A disconnect between tech innovators and growers steeped in generations of tradition represents one major inefficiency in the market today, according to Aaron Magenheim of Ag Tech Insight. According to Magenheim, growers have long been inundated with products that make intuitive sense to Silicon Valley programmers but fail the simplicity test for farmers with little patience for technology fads that may fade before producing any gains.
One challenge, said Magenheim, is “getting growers to understand that new technologies are different, and it’s not going to end up being another $200,000 of junk that’s in their barn, that they’ve been through in the past”.

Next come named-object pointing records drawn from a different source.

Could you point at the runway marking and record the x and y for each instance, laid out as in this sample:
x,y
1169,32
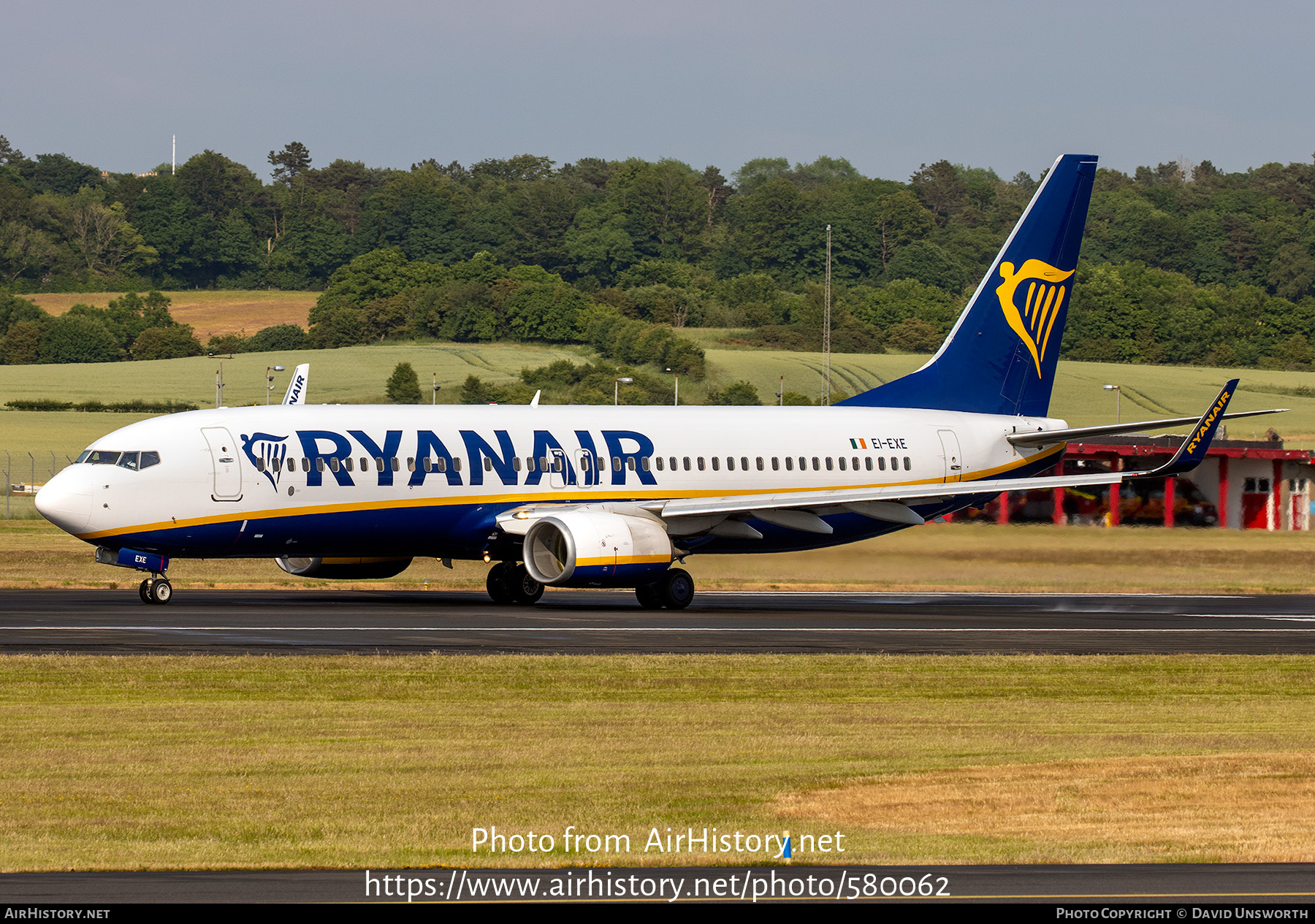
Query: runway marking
x,y
601,629
918,595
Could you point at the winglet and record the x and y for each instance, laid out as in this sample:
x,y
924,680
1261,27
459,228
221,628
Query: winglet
x,y
297,386
1193,448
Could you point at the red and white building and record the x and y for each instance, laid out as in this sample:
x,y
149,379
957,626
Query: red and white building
x,y
1240,485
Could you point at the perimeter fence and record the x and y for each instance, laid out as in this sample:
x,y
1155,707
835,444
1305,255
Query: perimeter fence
x,y
26,471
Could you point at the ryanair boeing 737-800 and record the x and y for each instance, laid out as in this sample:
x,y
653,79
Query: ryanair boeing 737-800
x,y
587,496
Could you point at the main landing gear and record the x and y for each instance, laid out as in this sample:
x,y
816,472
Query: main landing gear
x,y
509,583
156,590
675,592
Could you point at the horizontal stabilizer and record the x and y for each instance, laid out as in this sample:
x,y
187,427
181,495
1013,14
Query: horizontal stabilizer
x,y
1075,434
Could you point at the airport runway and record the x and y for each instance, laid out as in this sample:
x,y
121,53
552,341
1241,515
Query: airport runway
x,y
605,622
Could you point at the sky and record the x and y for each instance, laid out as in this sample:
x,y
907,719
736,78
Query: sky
x,y
888,85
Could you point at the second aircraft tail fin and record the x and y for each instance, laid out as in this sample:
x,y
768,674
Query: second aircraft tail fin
x,y
297,386
999,358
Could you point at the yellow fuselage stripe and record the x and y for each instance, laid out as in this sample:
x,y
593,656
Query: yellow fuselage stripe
x,y
579,496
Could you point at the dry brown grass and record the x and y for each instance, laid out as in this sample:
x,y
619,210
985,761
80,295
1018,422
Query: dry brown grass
x,y
348,761
210,313
1254,807
955,557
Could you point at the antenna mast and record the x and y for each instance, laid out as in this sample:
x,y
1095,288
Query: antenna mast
x,y
826,327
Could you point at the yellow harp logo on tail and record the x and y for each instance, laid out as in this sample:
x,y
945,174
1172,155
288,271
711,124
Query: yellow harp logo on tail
x,y
1035,318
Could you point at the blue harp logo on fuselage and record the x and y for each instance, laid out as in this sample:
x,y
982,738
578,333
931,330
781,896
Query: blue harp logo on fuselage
x,y
266,452
1032,309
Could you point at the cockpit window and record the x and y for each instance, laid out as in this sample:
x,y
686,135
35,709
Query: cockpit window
x,y
133,462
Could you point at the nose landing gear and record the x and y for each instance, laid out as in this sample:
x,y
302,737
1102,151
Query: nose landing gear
x,y
156,590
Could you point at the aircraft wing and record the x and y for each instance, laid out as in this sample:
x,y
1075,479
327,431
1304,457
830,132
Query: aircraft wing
x,y
892,504
884,503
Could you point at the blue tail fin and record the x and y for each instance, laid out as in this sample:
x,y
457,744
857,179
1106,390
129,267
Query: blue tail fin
x,y
1001,355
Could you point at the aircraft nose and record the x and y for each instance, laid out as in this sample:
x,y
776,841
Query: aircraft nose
x,y
66,500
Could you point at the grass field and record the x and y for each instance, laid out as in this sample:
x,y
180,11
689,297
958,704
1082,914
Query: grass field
x,y
357,375
210,313
202,763
939,557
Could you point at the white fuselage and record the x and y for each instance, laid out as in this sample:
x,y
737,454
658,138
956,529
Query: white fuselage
x,y
429,480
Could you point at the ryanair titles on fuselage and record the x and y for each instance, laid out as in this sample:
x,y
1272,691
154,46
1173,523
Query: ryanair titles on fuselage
x,y
328,457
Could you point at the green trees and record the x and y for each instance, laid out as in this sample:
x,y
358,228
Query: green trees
x,y
403,386
736,393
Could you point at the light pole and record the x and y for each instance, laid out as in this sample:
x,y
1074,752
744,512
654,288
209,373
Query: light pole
x,y
218,381
269,381
1118,400
616,389
676,376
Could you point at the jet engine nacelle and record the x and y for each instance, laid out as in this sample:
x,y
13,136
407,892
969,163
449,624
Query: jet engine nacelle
x,y
596,550
343,570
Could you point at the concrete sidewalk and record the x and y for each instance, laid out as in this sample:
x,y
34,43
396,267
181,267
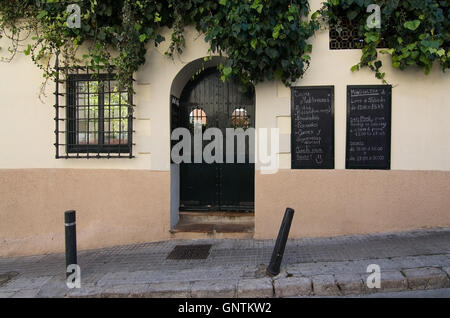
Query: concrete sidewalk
x,y
418,260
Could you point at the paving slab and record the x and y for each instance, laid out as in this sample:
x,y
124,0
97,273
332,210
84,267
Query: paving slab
x,y
214,289
325,285
426,278
169,290
350,284
292,287
391,281
255,288
236,268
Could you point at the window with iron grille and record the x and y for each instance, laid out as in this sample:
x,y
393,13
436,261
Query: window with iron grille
x,y
94,117
344,35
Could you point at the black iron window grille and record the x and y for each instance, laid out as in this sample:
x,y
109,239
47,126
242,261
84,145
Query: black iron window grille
x,y
94,116
345,36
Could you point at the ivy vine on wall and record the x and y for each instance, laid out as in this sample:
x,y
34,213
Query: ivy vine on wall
x,y
414,32
263,39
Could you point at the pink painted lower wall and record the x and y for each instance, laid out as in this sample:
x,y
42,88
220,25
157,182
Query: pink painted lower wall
x,y
345,202
114,207
119,207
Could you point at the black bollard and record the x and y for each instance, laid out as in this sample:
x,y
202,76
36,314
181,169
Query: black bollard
x,y
71,238
277,256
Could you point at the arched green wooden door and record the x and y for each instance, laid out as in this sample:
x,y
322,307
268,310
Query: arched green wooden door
x,y
211,103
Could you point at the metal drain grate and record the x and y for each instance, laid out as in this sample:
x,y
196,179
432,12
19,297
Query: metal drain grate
x,y
190,252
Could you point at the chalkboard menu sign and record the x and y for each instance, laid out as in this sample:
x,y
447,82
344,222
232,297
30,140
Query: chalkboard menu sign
x,y
369,127
312,136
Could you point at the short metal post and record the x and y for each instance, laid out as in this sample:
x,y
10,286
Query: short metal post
x,y
277,256
71,238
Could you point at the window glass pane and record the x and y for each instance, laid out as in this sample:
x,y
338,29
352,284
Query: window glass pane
x,y
239,118
116,114
87,112
197,117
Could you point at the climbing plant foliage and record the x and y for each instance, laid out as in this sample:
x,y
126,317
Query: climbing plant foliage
x,y
262,39
416,33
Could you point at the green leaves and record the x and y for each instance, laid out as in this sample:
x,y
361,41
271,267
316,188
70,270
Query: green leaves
x,y
413,33
261,39
42,14
412,25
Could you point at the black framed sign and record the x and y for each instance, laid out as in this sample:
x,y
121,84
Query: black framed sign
x,y
369,110
312,135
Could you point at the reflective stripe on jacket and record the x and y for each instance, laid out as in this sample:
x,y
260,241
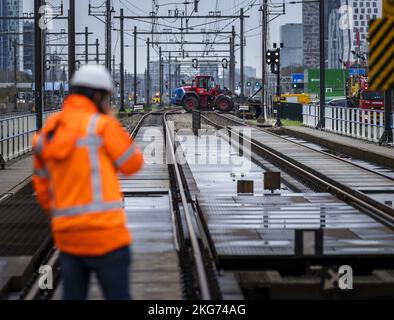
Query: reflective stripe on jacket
x,y
76,158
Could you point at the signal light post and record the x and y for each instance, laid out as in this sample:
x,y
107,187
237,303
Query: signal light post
x,y
273,60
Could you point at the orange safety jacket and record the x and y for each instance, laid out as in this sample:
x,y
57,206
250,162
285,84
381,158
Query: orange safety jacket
x,y
76,158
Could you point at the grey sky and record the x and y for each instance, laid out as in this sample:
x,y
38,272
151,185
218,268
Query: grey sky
x,y
132,7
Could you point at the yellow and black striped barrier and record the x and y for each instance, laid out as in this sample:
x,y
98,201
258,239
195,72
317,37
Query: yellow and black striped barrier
x,y
381,54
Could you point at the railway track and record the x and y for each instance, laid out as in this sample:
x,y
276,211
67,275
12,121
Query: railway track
x,y
360,186
194,235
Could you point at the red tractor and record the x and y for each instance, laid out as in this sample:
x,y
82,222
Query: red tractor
x,y
203,93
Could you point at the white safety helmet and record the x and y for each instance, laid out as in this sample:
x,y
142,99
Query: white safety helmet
x,y
93,76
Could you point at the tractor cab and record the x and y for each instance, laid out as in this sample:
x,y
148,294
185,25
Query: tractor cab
x,y
204,82
204,93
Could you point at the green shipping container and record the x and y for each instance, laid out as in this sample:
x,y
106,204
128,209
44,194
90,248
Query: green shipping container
x,y
335,82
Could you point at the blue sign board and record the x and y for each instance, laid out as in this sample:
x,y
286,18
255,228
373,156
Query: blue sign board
x,y
357,72
297,78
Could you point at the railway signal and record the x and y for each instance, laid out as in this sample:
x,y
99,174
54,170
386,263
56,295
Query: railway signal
x,y
273,60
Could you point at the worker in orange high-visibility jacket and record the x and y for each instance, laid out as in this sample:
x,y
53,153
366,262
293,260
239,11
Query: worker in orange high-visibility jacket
x,y
77,155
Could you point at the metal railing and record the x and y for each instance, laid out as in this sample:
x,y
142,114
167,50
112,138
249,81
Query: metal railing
x,y
353,122
16,134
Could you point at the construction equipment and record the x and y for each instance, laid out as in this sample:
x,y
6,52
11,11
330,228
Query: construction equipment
x,y
360,96
203,93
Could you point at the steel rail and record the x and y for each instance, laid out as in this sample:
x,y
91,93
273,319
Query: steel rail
x,y
368,205
201,273
308,147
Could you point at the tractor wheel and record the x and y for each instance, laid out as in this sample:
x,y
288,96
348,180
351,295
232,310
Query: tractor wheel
x,y
190,103
224,104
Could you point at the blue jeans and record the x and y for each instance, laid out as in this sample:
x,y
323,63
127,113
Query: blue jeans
x,y
112,272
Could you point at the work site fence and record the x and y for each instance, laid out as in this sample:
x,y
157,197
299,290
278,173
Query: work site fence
x,y
16,134
356,123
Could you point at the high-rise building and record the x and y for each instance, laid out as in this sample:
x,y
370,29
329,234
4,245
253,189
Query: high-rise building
x,y
346,23
291,35
12,32
310,22
28,49
356,36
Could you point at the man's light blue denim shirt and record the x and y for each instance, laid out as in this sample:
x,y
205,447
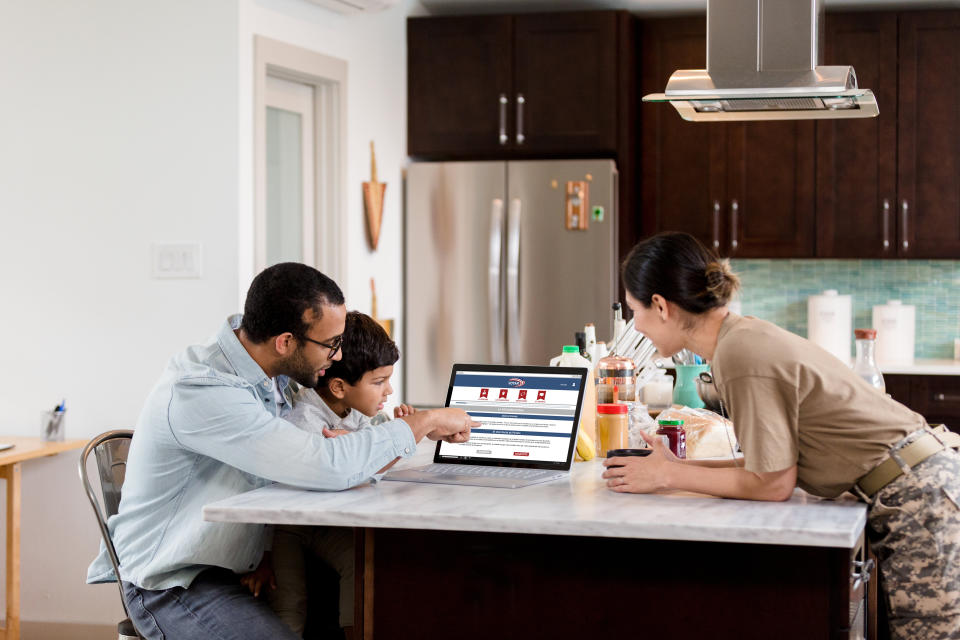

Magenheim is working to solve this disconnect by raising funds for innovative products from the growers that use them. This investment model, he said, ensures that money goes to products with real functionality for growers, while providing tech start-ups with a steady stream of feedback on what features translate to the field and the farm office.
Meanwhile, Arash Amini, whose indoor salad growing and packaging company, Farmbox, promises to bring organic farming closer to urban spaces says that the next major leap in productivity will come as genetic modification goes beyond the labs of behemoth companies like Monsanto and into the basements and garages of 21st century versions of Steve Jobs and Steve Wozniak.
“[Genetical modified organism]-ing is being rebranded by the youth of the world as bio-hacking, and they’re doing that with cloud computing and DIY systems,” said Amini.
Possibly the most disruptive innovation in the global agriculture market may not come from programmers or tillers of the soil. Fresh water is being increasingly exposed to market forces in Australia via water rights allocations doled out through competitive bids. Some see this as a model for drought-stricken regions of the world from Africa to the south-western US.
“We think market technology comes first,” said Marc Robert of Water Asset Management, of the need to find ways to stretch the world’s limited supply of fresh water. “If we could get rid of one thing, it would probably be the use it or lose it notion, allowing people to carry water over from one year to the next.”
Blue Sky Real Assets group is already making water management a cornerstone of its investment strategy in Australia. Blue Sky investment director, Michael Blakeney, says that given the chance, market forces will steer water into the right hands.
“As soon as you put a value on a resource,” Blakeney told Agri Investor, “The market will move it to its highest [value] use.”
According to Magenheim, seismic changes to the market will come from unexpected directions, and many of the established agtech players won’t keep up.
“Any technology company that’s been around for 5 years or longer is going to be out of business in five years or less, ” said Magenheim.